"Belum terpapar saja, harganya sudah 10x lipat dari harga normal, apalagi jika sudah terpapar, tidak terbayang lagi berapa harga yang harus dibayar untuk mendapatkan selembar masker sekali pakai ini"
Sejak malam tadi saya diterpa pilek yang membuat saya tidak bisa tidur dengan nyenyak, rasanya seperti mau sakit memang. Keesokan harinya, saya lalu mengendarai motor dan hendak membeli obat, beberapa vitamin dan masker di apotek. Setelah sampai disana saya membaca sebuah tulisan di depan pintu masuk :" masker dan hand sanitizer stoknya sudah kosong"
Saya pun menuju ke petugas apotek yang khas dengan dengan slogan buka 24 jam itu lalu membeli beberapa obat dan vitamin. Penasaran saya pun bertanya, apa benar masker dan hand sanitizer di sini sudah habis terjual?. Tanpa menjawab, petugas itu hanya mengangguk-anggukkan kepalanya.
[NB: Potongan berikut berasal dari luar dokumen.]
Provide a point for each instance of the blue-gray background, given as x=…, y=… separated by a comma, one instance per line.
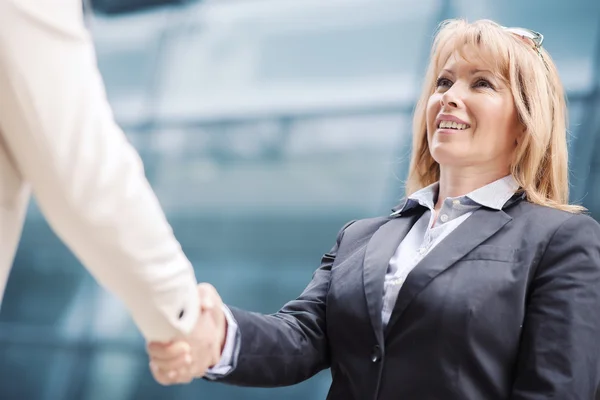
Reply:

Saya paham mungkin masker dan hand sanitizer itu sudah habis.
Saya kemudian pergi ke 3 apotek lainnya dan jawabannya pun sama. Stok masker dan hand sanitizer sudah kosong.
Sebagai informasi, saya tinggal di daerah NTT, tepatnya di pulau F, tempat yang hingga saat ini masih aman dari kasus covid-19 meskipun Orang Dengan Pengawasan (ODP) dan Pasien Dengan Pengawasan (PDP) terus bertambah tiap harinya. NTT merupakan satu-satunya Provinsi di Indonesia yang hingga saat ini belum terpapar covid-19 selain Provinsi Gorontalo.
Saya kemudian disarankan oleh seorang teman untuk membeli masker di salah satu tempat usaha di pusat kota. Saya mengambil 2 lembar masker bedah (surgical mask) berwarna hijau dan membayarnya menggunakan pecahan uang 10.000 rupiah.
"Maaf pak, uangnya kurang!. Sekarang selembar masker harganya sudah naik menjadi 15.000 rupiah". Kata gadis 20 tahunan itu.
"Lah, kok bisa mahal sekali" ? Jawabku sedikit kaget.
Saya pun terpaksa membeli masker itu usai mendapat jawaban bahwa harga masker sudah naik dan dia hanya mengikuti perintah si pemilik tempat usaha itu.
Dalam perjalanan pulang, saya terus menggerutu. Gila, benar-benar gila!. Saya pikir hanya di Jawa saja yang terjadi panic buying, ternyata disini pun sama.
Syukur-syukur saya masih mampu membeli, bagaimana dengan orang lain yang maaf ekonominya lebih rendah?